If a starstruck Martian was to come down to Earth and head for the nearest red carpet event, he’d be immediately struck by two thoughts. 1) “Ha – they’re all bright orange, and they think being green is weird!” And 2) “Gosh, being a celebrity is like being royalty. You can’t be one unless you marry into it. OR UNLESS YOUR PARENTS WERE IT!”
Yes, here they come, slithering across the crimson catwalk, the ever-burgeoning swathes of SADS – (Sons And Daughters) – just as parasitic and bogus as the Greater Spotted WAG. Be they the Good (Daisy Lowe), the Bad (Otis Ferry) or the downright ugly (Kelly Osborne) they use their sharp elbows and blunt instrument brains to wiggle, worm and wail their way into the national consciousness.
It’s a complete turnaround on the 60s when this country seemed to break free overnight from the stifling straitjacket of family fortune, and could at last boast that it didn’t matter where you came from so long as you had talent.
This was true during the showboating 70s and the self-made 80s too. But in the 90s, the kids of the swingers came to adulthood; their parents had refused to grow old gracefully, and they refused to grow up gracefully – i.e. get a job on their own merits rather than through Daddy’s name or Mummy’s contacts.

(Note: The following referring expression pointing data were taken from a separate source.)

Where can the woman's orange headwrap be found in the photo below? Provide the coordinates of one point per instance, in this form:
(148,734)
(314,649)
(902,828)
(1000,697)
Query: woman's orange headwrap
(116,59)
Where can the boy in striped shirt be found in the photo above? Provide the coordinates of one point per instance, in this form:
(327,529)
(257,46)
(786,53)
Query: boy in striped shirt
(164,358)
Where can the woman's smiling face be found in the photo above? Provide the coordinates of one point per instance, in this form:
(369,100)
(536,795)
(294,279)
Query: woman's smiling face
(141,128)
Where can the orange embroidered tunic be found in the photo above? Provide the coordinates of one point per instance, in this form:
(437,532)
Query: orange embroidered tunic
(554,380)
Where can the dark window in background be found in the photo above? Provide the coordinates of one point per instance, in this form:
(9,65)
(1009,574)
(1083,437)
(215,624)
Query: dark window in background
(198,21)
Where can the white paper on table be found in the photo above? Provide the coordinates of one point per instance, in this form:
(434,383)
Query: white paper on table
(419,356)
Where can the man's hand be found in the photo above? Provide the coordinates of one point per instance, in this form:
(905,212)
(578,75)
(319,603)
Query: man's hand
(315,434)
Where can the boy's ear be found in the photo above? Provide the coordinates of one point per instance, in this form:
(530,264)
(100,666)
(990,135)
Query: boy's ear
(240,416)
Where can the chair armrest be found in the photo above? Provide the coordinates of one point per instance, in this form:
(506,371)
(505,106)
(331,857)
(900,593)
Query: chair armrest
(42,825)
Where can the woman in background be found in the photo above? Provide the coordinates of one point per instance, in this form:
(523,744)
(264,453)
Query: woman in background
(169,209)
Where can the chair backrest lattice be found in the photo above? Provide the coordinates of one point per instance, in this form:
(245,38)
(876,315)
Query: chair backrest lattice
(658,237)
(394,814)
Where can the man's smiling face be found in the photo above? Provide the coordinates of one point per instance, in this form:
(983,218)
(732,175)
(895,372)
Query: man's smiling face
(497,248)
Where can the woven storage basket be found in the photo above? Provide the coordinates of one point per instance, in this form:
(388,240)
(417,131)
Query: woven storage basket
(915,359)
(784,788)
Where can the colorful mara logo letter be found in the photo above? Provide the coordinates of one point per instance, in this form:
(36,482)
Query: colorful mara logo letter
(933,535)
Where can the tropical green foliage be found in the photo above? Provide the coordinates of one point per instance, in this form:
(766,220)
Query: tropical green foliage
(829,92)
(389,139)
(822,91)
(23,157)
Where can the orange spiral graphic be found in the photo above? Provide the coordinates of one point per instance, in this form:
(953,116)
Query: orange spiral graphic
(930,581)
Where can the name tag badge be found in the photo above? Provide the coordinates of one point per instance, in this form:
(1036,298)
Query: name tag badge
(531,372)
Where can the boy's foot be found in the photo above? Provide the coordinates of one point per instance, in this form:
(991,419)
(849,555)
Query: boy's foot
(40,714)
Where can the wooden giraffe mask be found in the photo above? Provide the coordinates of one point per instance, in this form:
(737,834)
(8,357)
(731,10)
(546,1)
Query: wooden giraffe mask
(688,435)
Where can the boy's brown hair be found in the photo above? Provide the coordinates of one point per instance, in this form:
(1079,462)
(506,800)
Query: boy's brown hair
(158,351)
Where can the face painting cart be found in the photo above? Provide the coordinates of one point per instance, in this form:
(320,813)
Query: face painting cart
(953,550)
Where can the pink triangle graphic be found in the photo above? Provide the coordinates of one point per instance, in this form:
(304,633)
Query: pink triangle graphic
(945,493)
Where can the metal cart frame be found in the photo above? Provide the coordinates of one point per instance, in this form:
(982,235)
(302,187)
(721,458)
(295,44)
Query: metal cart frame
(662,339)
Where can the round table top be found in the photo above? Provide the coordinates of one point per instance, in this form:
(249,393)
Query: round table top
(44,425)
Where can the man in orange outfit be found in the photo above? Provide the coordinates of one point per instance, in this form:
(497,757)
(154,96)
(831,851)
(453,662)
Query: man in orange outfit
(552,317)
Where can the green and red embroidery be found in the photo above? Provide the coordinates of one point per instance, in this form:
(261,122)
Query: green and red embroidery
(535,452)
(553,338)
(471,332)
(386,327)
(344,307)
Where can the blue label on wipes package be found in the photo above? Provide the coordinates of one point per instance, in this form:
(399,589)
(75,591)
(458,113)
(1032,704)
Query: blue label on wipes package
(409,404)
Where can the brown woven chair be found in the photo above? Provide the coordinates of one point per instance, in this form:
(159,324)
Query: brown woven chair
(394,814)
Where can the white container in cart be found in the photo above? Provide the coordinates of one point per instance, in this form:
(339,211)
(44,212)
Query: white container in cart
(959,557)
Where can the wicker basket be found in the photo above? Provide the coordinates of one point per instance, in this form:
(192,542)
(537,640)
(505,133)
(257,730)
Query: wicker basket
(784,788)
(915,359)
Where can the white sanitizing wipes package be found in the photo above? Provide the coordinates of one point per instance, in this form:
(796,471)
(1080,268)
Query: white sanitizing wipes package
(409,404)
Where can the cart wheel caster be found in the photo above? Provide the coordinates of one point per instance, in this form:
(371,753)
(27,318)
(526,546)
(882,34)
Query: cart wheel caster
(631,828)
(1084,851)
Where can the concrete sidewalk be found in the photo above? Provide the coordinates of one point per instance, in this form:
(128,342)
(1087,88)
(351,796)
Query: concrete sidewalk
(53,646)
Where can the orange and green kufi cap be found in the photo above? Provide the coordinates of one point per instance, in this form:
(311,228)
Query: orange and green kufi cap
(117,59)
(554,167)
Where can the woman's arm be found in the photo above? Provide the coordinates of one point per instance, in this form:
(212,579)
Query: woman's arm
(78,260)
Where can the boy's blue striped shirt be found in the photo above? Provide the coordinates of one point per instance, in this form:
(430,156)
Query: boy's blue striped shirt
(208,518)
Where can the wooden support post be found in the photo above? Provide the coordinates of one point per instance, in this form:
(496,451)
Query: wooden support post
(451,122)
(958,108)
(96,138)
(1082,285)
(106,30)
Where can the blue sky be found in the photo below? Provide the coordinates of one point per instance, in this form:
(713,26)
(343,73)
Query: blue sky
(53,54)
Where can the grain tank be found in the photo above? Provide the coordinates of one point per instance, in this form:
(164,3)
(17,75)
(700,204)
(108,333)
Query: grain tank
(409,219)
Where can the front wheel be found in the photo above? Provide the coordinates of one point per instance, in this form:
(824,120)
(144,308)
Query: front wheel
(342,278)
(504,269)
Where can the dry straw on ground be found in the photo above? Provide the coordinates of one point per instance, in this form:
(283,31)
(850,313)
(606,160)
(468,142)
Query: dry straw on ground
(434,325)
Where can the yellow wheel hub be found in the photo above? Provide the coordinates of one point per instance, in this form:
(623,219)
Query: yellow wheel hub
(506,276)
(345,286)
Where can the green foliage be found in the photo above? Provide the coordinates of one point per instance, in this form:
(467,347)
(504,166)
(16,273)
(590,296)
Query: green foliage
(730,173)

Hence the foul parade of smirking entitlement that leers at us from the pages of Heat magazine today.
Speaking of the Osbornes:
The old lady used to be a hero to those of us unblessed with good looks, for managing to make herself over and accomplish a great deal, through sheer force of will.
A Helen Gurley Brown of rock and roll.
However, she has deteriorated so badly over the last few years. Revelations that her vaunted “money management” skills were just so much bullshit didn’t help.
But who brashly brags (drunkenly?) on national TV of their own stupidity, or clumsily tries to “top” an alpha guy with such embarrassing results, then carries on as if she’s succeeded.
No woman wants to slide into menopausal irrelevance gracefully, but man, that was brutal.